Шулкопф откинулся на спинку своего «трона», обтянутого шикарной искусственной кожей, почти неотличимой от настоящей. Два других стула — для посетителей, — стоявшие обычно по обе стороны от стола, были поставлены в угол комнаты. В помещении пахло ананасовым соком, хотя никаких напитков Петра не увидела.
Когда Петра пошла к одному из стульев, Шулкопф сказал:
— Оставьте стул в покое. Петра осталась стоять.
— Вы все профукали, — сказал он безо всякой преамбулы.

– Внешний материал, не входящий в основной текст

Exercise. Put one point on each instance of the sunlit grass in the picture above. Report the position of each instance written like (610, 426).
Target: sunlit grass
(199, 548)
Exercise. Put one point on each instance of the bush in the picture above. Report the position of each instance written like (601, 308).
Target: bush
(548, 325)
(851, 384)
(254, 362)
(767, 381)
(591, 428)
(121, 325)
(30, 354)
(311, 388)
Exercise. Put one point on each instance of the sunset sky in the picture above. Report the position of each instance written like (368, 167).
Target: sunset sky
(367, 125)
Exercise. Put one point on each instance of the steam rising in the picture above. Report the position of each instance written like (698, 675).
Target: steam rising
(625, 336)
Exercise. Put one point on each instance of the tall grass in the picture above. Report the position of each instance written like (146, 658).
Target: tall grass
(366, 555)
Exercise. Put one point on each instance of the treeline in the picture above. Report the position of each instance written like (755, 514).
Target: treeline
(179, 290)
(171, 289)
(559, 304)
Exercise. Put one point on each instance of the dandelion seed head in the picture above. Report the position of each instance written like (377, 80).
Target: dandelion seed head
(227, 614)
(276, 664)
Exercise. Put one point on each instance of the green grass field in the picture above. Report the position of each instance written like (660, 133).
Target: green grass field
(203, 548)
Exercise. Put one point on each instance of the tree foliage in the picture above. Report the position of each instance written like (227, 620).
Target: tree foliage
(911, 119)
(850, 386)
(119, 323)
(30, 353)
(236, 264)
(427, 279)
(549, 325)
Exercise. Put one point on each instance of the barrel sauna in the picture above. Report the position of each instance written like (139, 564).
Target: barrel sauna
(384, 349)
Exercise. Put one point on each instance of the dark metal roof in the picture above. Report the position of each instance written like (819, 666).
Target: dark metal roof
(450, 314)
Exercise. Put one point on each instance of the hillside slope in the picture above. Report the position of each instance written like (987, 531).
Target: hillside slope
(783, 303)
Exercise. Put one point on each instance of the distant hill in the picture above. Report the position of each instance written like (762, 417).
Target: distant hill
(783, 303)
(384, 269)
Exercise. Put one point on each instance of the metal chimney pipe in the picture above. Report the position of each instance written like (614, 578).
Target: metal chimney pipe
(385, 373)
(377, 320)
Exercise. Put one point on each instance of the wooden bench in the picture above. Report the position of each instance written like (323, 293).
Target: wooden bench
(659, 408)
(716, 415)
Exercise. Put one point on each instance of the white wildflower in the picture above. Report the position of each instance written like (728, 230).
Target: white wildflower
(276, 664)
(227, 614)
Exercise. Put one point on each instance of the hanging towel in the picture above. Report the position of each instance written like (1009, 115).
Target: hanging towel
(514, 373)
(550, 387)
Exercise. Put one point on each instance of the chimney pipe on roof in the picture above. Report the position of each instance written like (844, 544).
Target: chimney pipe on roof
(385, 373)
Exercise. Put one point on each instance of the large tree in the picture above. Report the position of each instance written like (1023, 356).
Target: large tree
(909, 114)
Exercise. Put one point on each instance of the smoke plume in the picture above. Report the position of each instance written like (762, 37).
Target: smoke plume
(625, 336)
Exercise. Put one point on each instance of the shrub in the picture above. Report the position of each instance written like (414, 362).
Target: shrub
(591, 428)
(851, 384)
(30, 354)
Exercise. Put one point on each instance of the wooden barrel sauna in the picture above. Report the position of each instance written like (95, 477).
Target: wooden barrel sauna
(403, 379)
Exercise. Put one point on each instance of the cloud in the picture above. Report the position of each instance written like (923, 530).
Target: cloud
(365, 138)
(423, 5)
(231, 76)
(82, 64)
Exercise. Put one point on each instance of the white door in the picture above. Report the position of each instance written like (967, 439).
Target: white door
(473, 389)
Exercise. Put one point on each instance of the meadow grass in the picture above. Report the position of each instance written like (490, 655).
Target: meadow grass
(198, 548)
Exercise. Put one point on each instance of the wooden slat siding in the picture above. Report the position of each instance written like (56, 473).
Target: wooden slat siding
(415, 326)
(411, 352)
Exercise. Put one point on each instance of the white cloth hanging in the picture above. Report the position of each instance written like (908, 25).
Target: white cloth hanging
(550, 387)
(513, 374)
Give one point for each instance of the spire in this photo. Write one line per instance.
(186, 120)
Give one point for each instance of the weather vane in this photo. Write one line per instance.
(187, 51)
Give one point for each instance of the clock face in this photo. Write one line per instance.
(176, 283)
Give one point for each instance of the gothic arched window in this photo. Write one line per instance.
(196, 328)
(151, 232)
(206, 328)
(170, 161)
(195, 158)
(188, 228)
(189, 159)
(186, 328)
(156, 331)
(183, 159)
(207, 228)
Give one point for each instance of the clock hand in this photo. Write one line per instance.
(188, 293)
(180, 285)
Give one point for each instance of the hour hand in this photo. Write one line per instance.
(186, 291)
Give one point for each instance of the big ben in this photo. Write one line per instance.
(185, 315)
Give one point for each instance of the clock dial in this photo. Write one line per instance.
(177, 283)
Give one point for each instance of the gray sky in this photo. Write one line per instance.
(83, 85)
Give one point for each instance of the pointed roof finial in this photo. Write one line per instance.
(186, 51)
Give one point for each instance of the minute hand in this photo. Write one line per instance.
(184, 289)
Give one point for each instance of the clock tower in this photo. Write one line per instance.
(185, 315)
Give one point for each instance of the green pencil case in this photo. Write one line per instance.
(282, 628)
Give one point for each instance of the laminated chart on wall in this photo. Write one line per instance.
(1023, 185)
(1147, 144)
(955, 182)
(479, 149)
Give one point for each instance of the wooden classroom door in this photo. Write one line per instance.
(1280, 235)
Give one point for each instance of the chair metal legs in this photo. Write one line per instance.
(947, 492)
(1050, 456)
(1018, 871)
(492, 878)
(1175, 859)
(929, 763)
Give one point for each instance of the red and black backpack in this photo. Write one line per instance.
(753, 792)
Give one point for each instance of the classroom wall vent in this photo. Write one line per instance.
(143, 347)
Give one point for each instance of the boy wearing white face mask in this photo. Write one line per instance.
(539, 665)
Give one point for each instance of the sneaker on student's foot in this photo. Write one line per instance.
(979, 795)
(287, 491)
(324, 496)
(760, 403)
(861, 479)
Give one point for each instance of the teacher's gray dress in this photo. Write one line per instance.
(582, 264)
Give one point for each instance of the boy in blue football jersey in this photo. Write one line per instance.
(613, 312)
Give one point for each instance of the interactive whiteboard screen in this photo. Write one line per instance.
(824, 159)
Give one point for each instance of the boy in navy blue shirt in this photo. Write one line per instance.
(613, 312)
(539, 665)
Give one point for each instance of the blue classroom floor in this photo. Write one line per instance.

Его стол был почти пуст — ни бумаг, ни фотографий, только журнал для регистрации, ручки и электронные часы, которые показывали с обеих сторон время и дату.
Он вынул из ящика сигару и зажал ее между пальцами.
В помещении курить не разрешалось, но он некоторое время поиграл с сигарой. Петра до сих пор не знала, что он курит. Кирстен курила сигареты. Может, это ее подарок?
— Вы все профукали, Коннор.
— Что я должна сказать на это, сэр?
— Вы можете сказать: «Да, я профукала».
— Что, пришло время исповеди, сэр? Шулкопф оскалился.
— Исповедь хороша для души, Коннор. Если она у вас есть. Ну, вы понимаете.
Гнев сдавил ей горло.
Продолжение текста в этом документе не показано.